Google had announced a series of exciting innovations from their research shop last week. During the same time, Microsoft and Facebook had some interesting updates from their AI team. Here are the top releases from last week:
Microsoft Open-Source State-Of-The-Art Object Tracking AI
Researchers from Microsoft, along with a team from Huazhong University, have open-sourced FairMOT, an AI object detector for Multi-Object Tracking. This detector is believed to have outperformed current state-of-the-art models on public data sets. Object detection has a lot of direct applications in the current world. Even during the current COVID-19 crisis, facial recognition technology was used to identify patients. Apart from this, the researchers believe that there are plenty of other uses for their application, including security and elderly care.
You can input a raw video and get the demo video by running src/demo.py and get the mp4 format of the demo video:
python demo.py mot --load_model ../models/all_dla34.pth
Check more here.
TensorFlow releases API to train smaller, faster AI models
TensorFlow has released Quantization Aware Training (QAT) API to allow developers to train and deploy models with the benefits of quantization. Quantization is the process of mapping input values from a large set to output values in a smaller set — while retaining accuracy.
This new API is designed to support the development of smaller and faster machine learning models well-suited to run on off-the-shelf machines where computation resources are expensive.
Google’s SimCLR Framework For Self Supervision
Turing award winner Yann Lecun firmly believes that the future belongs to self-supervision machine learning models. However, the current self-supervised techniques are not widely adopted due to complexities in image data.
So the team at Google AI have proposed a framework called SimCLR that outperforms the state-of-the-art models on self-supervised and semi-supervised learning and it does this with a limited amount of class-labelled data on the ImageNet dataset. The researchers believe that SimClr can be incorporated into existing supervised learning pipelines because of its simplicity.
Facebook Introduces RegNet
Researchers from Facebook AI recently introduced a new network design paradigm known as RegNet. RegNet – or Regular Networks – is a low-dimensional design space that consists of simple, regular networks.
The intuition behind RegNet parametrization is that a quantized linear function can explain the widths and depths of good networks. The researchers have analyzed the design space of RegNet and concluded that their network provides simple and fast networks that work well across a wide range of flop regimes. According to the experimental results, RegNet models are claimed to have outperformed the popular EfficientNet models while being up to five times faster on GPUs.

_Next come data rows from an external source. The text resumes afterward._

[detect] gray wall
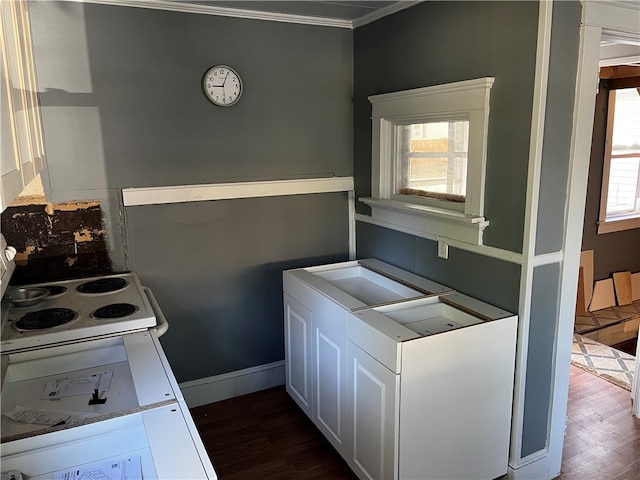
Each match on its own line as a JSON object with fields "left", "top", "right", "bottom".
{"left": 354, "top": 0, "right": 538, "bottom": 254}
{"left": 125, "top": 195, "right": 349, "bottom": 381}
{"left": 30, "top": 1, "right": 354, "bottom": 382}
{"left": 534, "top": 1, "right": 581, "bottom": 256}
{"left": 353, "top": 0, "right": 538, "bottom": 307}
{"left": 582, "top": 79, "right": 640, "bottom": 280}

Tool To Sense 3D On Pixel 4
Depth sensing is an integral part of many latest innovations, ranging from augmented reality to fundamental sensing innovations such as transparent object detection.

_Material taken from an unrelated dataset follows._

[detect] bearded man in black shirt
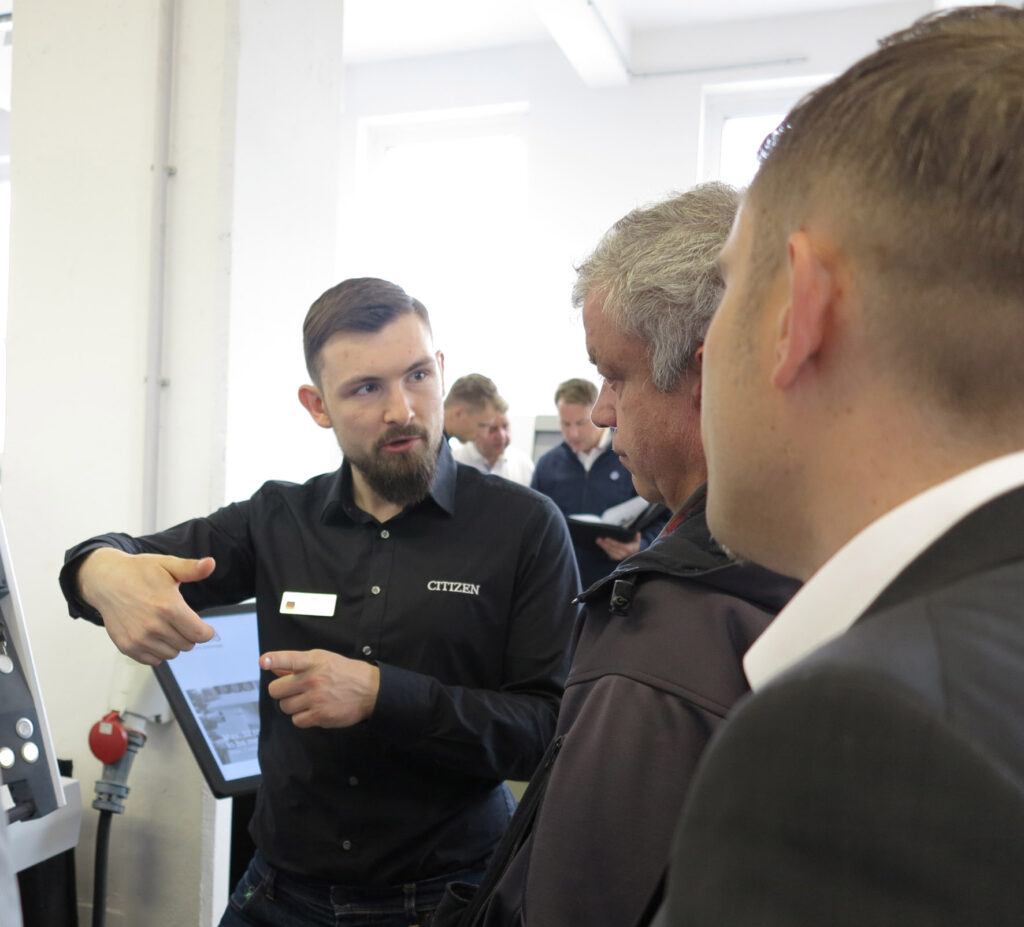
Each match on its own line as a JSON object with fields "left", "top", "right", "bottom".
{"left": 60, "top": 277, "right": 579, "bottom": 927}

For instance, Google uses it on their flagship phones. The front of the Pixel 4 contains a real-time infrared (IR) active stereo depth sensor called uDepth. The technology behind uDepth deployment helps provide secured face locks against spoof attacks.
Google AI has now provided access to uDepth as an API on using the Pixel Neural Core, two IR cameras, and an infrared pattern projector to provide time-synchronized depth frames at 30Hz. Users can leverage Google Camera App and experience depth in 2D photos.
Google Open Sources Universal Sound Separation Dataset
Have you ever tried to use Google applications using speech? There might have been instances where your ‘Ok Google’ did not go OK. One primary reason behind this can be the device’s inability to distinguish between sounds. The models on phones separate sound, but does it in a low-quality way. For example, sounds are usually classified as “speech” versus “non-speech”.
That said, the biggest challenge of training these models is the annotation. Even if one has high-quality audio recordings, it is not that straightforward to label the recordings with ground truth. To achieve good results, you need a diverse set of sounds, a realistic room simulator, and code to mix these elements. So Google open-sourced FUSS, a universal sound separation dataset that contains realistic, multi-source, multi-class audio with ground truth.